Department of Statistics, Florida State University, Tallahassee, Florida.
Division of General Internal Medicine, Brigham and Women's Hospital, Boston, Massachusetts.
Biometrics. 2020 Mar;76(1):131-144. doi: 10.1111/biom.13107. Epub 2019 Nov 1.

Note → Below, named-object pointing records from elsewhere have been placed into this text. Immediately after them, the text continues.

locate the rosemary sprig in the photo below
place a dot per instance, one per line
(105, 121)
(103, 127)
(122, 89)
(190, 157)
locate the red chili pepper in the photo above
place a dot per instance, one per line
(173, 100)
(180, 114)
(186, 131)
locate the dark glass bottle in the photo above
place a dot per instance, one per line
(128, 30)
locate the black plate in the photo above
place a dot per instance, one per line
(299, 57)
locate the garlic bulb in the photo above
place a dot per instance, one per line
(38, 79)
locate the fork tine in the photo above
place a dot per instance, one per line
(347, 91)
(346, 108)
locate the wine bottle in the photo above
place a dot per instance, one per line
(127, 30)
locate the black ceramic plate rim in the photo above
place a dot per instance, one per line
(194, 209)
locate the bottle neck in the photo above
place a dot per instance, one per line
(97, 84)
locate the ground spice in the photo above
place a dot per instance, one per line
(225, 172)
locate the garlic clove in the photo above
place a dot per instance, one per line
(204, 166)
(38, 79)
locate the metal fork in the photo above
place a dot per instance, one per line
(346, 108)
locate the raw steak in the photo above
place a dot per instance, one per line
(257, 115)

This paper demonstrates the advantages of sharing information about unknown features of covariates across multiple model components in various nonparametric regression problems including multivariate, heteroscedastic, and semicontinuous responses. In this paper, we present a methodology which allows for information to be shared nonparametrically across various model components using Bayesian sum-of-tree models. Our simulation results demonstrate that sharing of information across related model components is often very beneficial, particularly in sparse high-dimensional problems in which variable selection must be conducted. We illustrate our methodology by analyzing medical expenditure data from the Medical Expenditure Panel Survey (MEPS). To facilitate the Bayesian nonparametric regression analysis, we develop two novel models for analyzing the MEPS data using Bayesian additive regression trees-a heteroskedastic log-normal hurdle model with a "shrink-toward-homoskedasticity" prior and a gamma hurdle model.
本文展示了在各种非参数回归问题中,包括多元、异方差和半连续响应,在多个模型组件之间共享关于协变量未知特征的信息的优势。在本文中,我们提出了一种使用贝叶斯树模型和的方法,允许在各种模型组件之间进行非参数信息共享。我们的模拟结果表明,在相关模型组件之间共享信息通常非常有益,特别是在必须进行变量选择的稀疏高维问题中。我们通过分析来自医疗支出调查(MEPS)的医疗支出数据来说明我们的方法。为了促进贝叶斯非参数回归分析,我们开发了两种使用贝叶斯加法回归树分析 MEPS 数据的新模型:带有“向同方差收缩”先验的异方差对数正态障碍模型和伽马障碍模型。